You are confusing the technology with the use of it. Blaming the technology is the same thing as blaming the car for a drunk driving car accident. If we create a technology that allows us to do clean and sustainable energy, but people use it to make nukes that can destroy the whole planet, it's not the scientists nor the technology to blame, but the way that people that are using.
Technology being neutral doesn’t make it harmless. I don’t hate technology. I even said in my last post when technology should be used. But if it is used solely as a convenience, its users will inevitably devolve.
if there’s a new technology that prevents accident a lot more than driving your own truck and it’s way more friendly to the environment, then it’s undoubtedly better than professionally hiring a truck driver,
Disagreed, other than the environment part, which has nothing to do with this.
Of course I meant professionally. That’s what we’re talking about in the first place. Skill and labor should be rewarded, not stripped away. If a producer minimizes all labor and his own effort, that just shows me how little he cares about his product.
A driving accident means a skill deficit, which is solved by improving, not the reverse.
"But if it is used solely as a convenience..."
No technology may be used solely as a convenience (and almost no technology is created not for certain level of convenience), even the ones you may classify as such. Maybe you consider smartphones purely convenience, since you don't use them, the technology behind them is what allows us to reduce the size of our computers to a micro scale, if was not for them we may have never evolved so much on that front.
Now, some technology will (un)fortunately and have already replaced humans, like the aircraft listeners I said in the original post.

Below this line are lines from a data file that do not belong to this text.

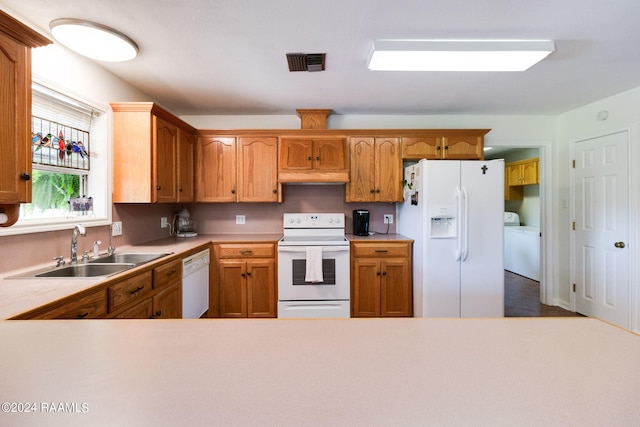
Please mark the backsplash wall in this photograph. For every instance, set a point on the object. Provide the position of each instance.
(141, 223)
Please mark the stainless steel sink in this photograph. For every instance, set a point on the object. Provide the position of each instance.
(128, 258)
(80, 271)
(86, 270)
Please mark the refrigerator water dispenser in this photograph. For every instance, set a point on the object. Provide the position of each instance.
(442, 222)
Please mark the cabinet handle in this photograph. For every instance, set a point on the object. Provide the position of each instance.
(135, 291)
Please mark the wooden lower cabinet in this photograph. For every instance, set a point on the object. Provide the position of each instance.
(381, 279)
(89, 305)
(246, 280)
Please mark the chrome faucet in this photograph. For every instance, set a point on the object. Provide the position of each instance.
(78, 229)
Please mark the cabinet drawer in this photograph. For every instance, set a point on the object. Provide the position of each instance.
(129, 289)
(88, 307)
(378, 250)
(166, 274)
(261, 250)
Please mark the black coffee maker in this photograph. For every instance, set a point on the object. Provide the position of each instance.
(361, 222)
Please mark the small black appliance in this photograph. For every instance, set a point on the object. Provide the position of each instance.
(361, 222)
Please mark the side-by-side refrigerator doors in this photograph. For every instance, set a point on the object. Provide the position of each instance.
(482, 270)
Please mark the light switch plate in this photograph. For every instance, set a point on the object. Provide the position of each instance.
(116, 228)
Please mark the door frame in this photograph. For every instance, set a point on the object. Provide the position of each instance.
(548, 290)
(634, 206)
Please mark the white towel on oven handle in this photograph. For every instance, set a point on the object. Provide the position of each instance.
(313, 272)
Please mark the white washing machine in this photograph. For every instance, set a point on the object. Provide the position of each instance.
(521, 247)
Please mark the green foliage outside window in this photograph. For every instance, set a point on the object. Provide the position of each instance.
(51, 191)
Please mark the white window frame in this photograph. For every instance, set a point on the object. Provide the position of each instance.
(100, 176)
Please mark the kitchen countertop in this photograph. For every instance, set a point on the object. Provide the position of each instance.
(24, 294)
(348, 372)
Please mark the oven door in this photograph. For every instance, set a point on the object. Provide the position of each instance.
(292, 268)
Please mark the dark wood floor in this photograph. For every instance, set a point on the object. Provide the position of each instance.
(522, 299)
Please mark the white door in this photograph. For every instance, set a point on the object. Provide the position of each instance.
(601, 256)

However! If you are worried about creative professions like cook, artists, writers... I'd say that will never be replaced any time soon, as machines are very bad at stochastic artistic inference, i.e., they can do deterministic procedures better than human (like math) but only mimic a fraction of what we can do in classifying how we perceive emotions and senses (the human brain was evolved for that, not exactly for doing straight up math equations), for instance, try talking sarcastically with chat GPT you will see how hard it will be for it to understand you.
Now, you are still attacking technology as the cause of devaluation of human work, as I said in the original post: that's not technology to blame, but how we define labour in our current, i.e., our current system already devaluates labour, if you love your work but produces less than another worker you will be the first one in line to be fired when the company wants, regardless if the other worker is a robot or not.
Truck driving was a good example. First, truck drivers already replaced other means of transportation of goods, so you defending truck driving as a professional already obfuscates the other professions replaced by it before.
"A driving accident means a skill deficit".
This is naively incomplete to say at least, humans make mistakes, it doesn't matter how experience we are, if we are in tired, depressed, or just in a bad mood we can make errors and some of them can result in accidents. Machines on the other hands only make mistakes due to lack of proper training (they don't get tired or distracted), so yes your affirmation would actually defend machine driving a truck rather than humans.